Hagen. . Der Schütz-Maiwald ist ein umfängliches, berüchtigtes Werk. Die nach ihren Autoren benannte Sammlung von Paragrafen, Gesetzen und Entscheidungen zum Beamtenrecht umfasst 13 Bände mit mehreren zehntausend Seiten. Passt also so richtig zu unserer durchbürokratisierten Gesellschaft, zu dem riesigen Wasserkopf an Behörden, Ämtern, Ministerien und Betrieben, die vor allem sich selbst und dann uns verwalten. Das geht eben nicht unter 13 Bänden.

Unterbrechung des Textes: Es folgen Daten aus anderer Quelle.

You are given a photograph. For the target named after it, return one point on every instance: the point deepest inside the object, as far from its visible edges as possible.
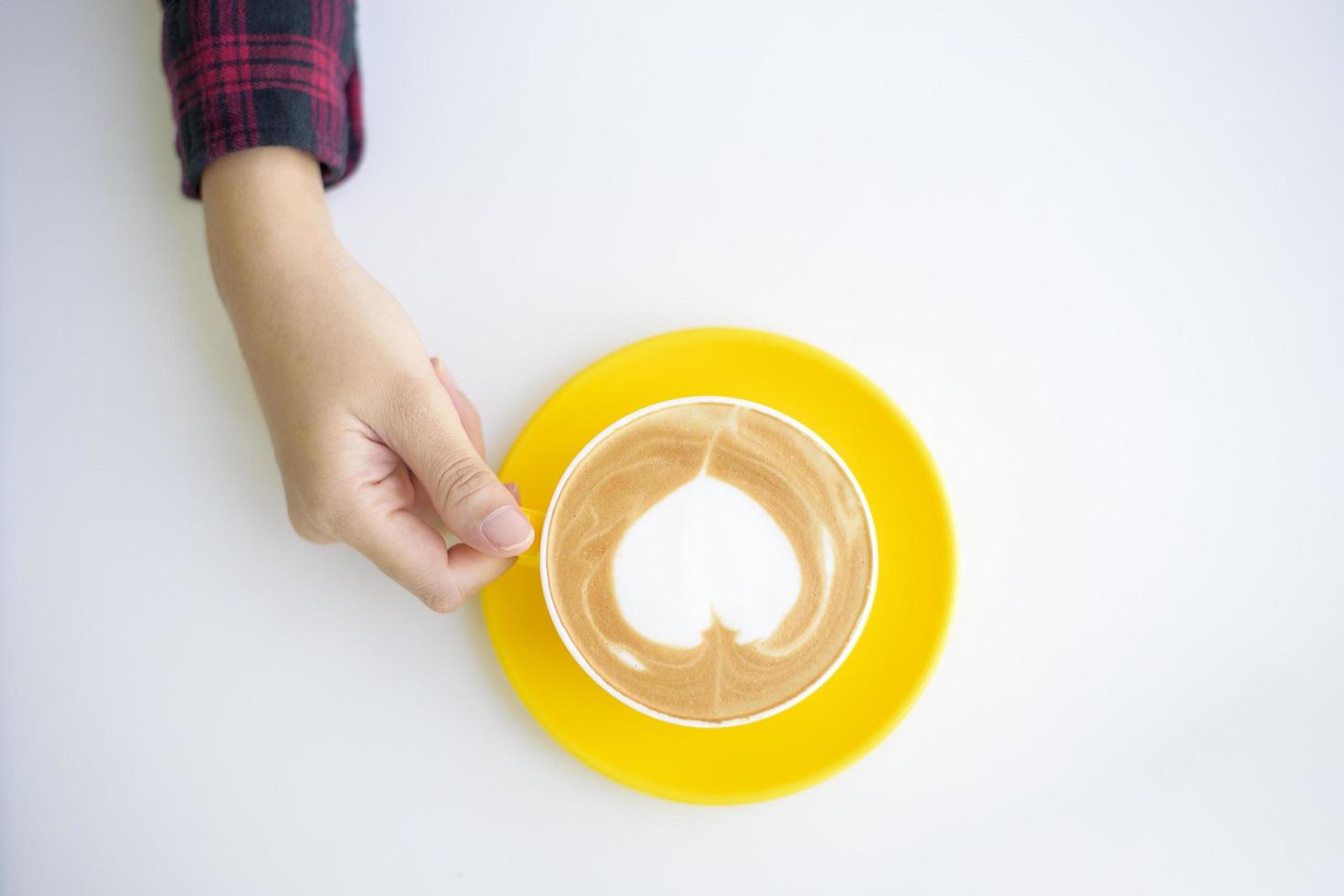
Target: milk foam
(706, 551)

Der Schütz-Maiwald ist ein umfängliches, berüchtigtes Werk. Die nach ihren Autoren benannte Sammlung von Paragrafen, Gesetzen und Entscheidungen zum Beamtenrecht umfasst 13 Bände mit mehreren zehntausend Seiten. Passt also so richtig zu unserer durchbürokratisierten Gesellschaft, zu dem riesigen Wasserkopf an Behörden, Ämtern, Ministerien und Betrieben, die vor allem sich selbst und dann uns verwalten. Das geht eben nicht unter 13 Bänden.
Thomas Köhler (46) ist so ein Staatsdiener. Seit 30 Jahren ist er Beamter, er arbeitet in der Stadtverwaltung, ist zweiter Vorsitzender des Personalrates. Zählt man alle Tochterunternehmen wie den Wirtschaftsbetrieb (WBH) hinzu, beschäftigt die Stadt knapp 3000 Mitarbeiter. Die viel geschmähten Amtsschimmel unter ihnen, die sich hinter ihrem Schreibtisch verschanzen, könne man an fünf Fingern abzählen, sagt Köhler: „Die Willi-Winzig-Typen im öffentlichen Dienst sind auf dem Rückmarsch. Mit dieser Einstellung kann man bei uns nichts mehr werden.“
"Es gibt 100 gute Gründe, in der Verwaltung zu arbeiten. "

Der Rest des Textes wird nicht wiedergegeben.